Even in Rome herself, the very mother of the Church, the pressures of worldly circumstance never ceased to weigh upon the city's bishop. Back in the sixth century, armies dispatched from Constantinople had invaded Italy and restored to the empire its ances­tral heartland. 'The ancient and lesser Rome' had been incorporated into the dominion of 'the later, more powerful city',
33
and her bishop had humbly acknowledged himself the subject of the far-off emperor. A Byzantine governor had moved into the city of Ravenna, on the Adriatic coast, administering as a province the emperor's conquests in northern Italy, the Eternal City included; Byzantine titles and gew­gaws had been lavished upon the Roman aristocracy; Byzantine fashions had become all the rage. The bishop himself, every time he celebrated a Mass, would pray for his absent master in Constantinople. Every time he wrote a letter, he would date it by an emperor's regnal year.

And yet a sense of his own dignity never left him. Although exces­sive uppitiness might on occasion be punished by exile or threats of execution, the pre-eminence of Rome's bishop as 'the head of all Churches' was something that had been long and ringingly pro­claimed by Byzantine law.
34
Despite his best efforts, not even the Patriarch of Constantinople, leader of the Church in the empire's very capital, had been able convincingly to rival it. Small wonder, then, that this authority should increasingly have tempted ambitious bishops in Rome to set themselves up as masters in their own city. They were, after all, at a gratifyingly distant remove from the emperor's actual person - and the same crisis that in the seventh century had inspired Methodius's prophecies of a last Roman emperor had served only to widen that remove. Greece had been infiltrated by savage barbarians from the North; the sea lanes preyed upon by corsairs; communica­tions between Italy and Constantinople rendered perilous in the extreme. Byzantine officials in Rome, turning ever more native by the year, had fallen into the habit of obeying their bishop rather than the governor in Ravenna - and the bishop himself into the habit of issu­ing them with commands.

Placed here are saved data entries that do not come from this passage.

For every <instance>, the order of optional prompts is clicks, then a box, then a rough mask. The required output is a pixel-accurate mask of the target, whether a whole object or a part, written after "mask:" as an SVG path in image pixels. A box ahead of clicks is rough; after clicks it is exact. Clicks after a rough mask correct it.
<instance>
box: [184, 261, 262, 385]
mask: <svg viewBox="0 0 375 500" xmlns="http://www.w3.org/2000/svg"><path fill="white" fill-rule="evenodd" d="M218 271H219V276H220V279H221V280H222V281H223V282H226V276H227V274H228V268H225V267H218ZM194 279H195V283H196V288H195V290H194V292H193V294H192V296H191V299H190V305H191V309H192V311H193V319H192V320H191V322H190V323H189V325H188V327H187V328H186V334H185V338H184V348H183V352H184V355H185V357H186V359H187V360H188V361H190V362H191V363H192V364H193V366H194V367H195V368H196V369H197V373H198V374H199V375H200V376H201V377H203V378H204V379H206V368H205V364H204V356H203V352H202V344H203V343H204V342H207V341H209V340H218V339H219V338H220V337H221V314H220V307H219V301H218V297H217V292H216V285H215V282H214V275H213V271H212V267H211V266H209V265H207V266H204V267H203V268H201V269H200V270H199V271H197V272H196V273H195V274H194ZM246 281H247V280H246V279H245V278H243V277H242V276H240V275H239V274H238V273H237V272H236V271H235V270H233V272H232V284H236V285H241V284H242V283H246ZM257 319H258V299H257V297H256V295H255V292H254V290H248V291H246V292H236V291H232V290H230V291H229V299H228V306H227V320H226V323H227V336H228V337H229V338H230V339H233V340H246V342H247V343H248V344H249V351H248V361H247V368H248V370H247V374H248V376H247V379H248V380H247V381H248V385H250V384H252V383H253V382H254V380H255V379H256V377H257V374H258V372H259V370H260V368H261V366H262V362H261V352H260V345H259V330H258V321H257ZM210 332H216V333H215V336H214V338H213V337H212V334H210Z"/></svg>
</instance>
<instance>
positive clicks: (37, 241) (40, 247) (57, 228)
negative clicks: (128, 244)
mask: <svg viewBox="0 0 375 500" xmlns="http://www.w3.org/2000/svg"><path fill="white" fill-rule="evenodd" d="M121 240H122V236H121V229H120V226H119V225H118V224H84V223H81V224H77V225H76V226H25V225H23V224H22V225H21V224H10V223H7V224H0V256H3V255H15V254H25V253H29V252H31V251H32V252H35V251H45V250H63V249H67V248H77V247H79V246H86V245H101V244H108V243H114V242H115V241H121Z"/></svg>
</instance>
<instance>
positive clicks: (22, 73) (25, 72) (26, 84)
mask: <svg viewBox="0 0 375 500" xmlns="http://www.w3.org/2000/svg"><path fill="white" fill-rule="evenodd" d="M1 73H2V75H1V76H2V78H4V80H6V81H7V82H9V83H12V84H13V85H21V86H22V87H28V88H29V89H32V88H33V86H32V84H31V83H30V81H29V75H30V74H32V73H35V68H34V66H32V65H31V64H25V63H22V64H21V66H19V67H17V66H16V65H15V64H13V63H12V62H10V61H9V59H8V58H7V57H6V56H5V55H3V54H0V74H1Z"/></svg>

Perhaps a measure of imperiousness would have come naturally to any man who dwelt in a palace, the Lateran, that had originally been a grant from the Emperor Constantine, and who ruled as the effective master of the former mistress of the world. Early in the eighth century, indeed, plans were being drawn up - although never completed - to build him a second residence on the Palatine Hill: a site so associated with the age of the emperors that the very word 'palace' echoed it. Yet the bishops of Rome did not derive their authority merely from the legacy of the imperial past. Their patri­mony was something infinitely more awesome - indeed, so they proudly asserted, the most awesome of all time. Christ Himself, in naming Peter as His rock, had given to him the keys of heaven, with the power of binding and loosing souls everywhere on earth - and Peter, before his martyrdom, had ruled as the very first bishop of Rome.
35
A trust more mystical and dreadful could hardly have been imagined. Peter's successors, proclaiming themselves the apostle's
'vicarii’,
or 'deputies', had long since laid claim to it as their own. In Constantinople, where it was the emperor who believed himself entrusted by God with the leadership of the Church, this cut pre­dictably little ice: by the early eighth century, doctrines were being laid down by imperial fiat in the teeth of howls of protest from Rome.